The Puer Aeternous: Eternal Youth
- Jorge Rubio

- Aug 14, 2025
- 3 min read
Modern Culture: Eternal Youth
We live in a culture that tells us life should be easy, emotions should always be positive, and any discomfort is a sign something has gone wrong. But in reality, life is not meant to be free from frustration, anxiety, or sadness. These emotions are normal, expected, and part of being human.
When my clients embrace this truth—accepting that negative emotions will always be part of life—their relationship to those emotions changes. They may still feel stress or sadness, but their perception of their emotional life improves dramatically. The struggle becomes less about “fixing” emotions and more about living fully despite them.
The Archetype of the Eternal Youth
Broadly, I’ve noticed a growing theme in our culture and It’s not simply “immaturity” or a lack of discipline. It’s something deeper: a refusal to adapt to the reality of life.
This pattern has a name in Jungian psychology: the Puer Aeternus, Latin for “eternal boy” (or “eternal child”). Carl Jungs Puer Aeternus represents infinite potential, perpetual youth, and avoidance of limitation. This person is often charming, idealistic, and imaginative. But he resists committing to anything that might limit his freedom—be it a career, a relationship, or a life path.

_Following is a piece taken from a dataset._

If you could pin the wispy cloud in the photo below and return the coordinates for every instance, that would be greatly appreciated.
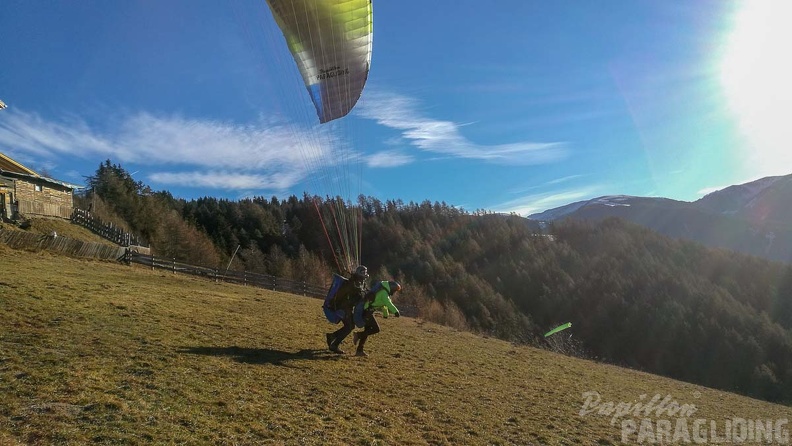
(389, 158)
(222, 155)
(403, 114)
(531, 204)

Marie-Louise von Franz: The Provisional Life
In her book Puer Aeternus, Jungian analyst Marie-Louise von Franz describes the Puer’s “provisional life.” This is a way of living where nothing is fully inhabited—jobs, relationships, and goals are tried on like costumes, but never truly worn.
The Puer’s central problem is his inability to sacrifice what could be (the perfect fit) for what is (actuality).
“You have to sacrifice the Plural Potentiality of childhood for the actuality of a frame” says Jordan Peterson
How This Shows Up in Life
In Relationships: The Puer longs for connection but idealizes the perfect partner who doesn’t exist. Real relationships—with their inevitable flaws—feel like a compromise of the dream.
In Work: Talented but restless, the Puer grows disillusioned when a job doesn’t match the fantasy. He leaves in search of “the right thing,” only to find the same dissatisfaction elsewhere.
In Self-Growth: The Puer can agree with what’s necessary for maturity but keeps it in the realm of ideas, avoiding the concrete, often boring, work of real change.
The Cure: Commitment and Boring Work
Both von Franz and Peterson point to the same remedy: work—especially the unglamorous kind. The kind that requires getting up on a dreary morning and doing the same task again and again, not because it’s exciting, but because it’s necessary.
The deeper truth is that meaning comes from embracing the very limitations the Puer fears. Committing to a partner means sacrificing all other potential partners. Committing to a job means closing off other career paths. But in doing so, you gain something the Puer never does: the depth that only comes from staying.
Maturity, in other words, requires a chosen sacrifice. You give up infinite possibilities in exchange for the real depth and meaning that comes from committing to a particular path, a frame.
Embracing the Tension
The goal isn’t to kill the eternal youth within you, but to root him in reality. The healthy adult carries both worlds at once:
The world of desire and possibility (Puer)
The world of reality and responsibility (Senex)
To live fully is to hold these together—accepting that life will always involve both longing, limitation, joy and disappointment; it’s a reconciliation and not a resignation of the two worlds.
As I often tell my clients:
“Life is supposed to be this way. The pain is not a sign you’re doing something wrong—it’s a sign you’re alive.”
Final Thought
Don’t run from the discomfort. Step into it. Choose your limitations. Commit to what matters, even knowing it will never be perfect. This is how you begin to truly live.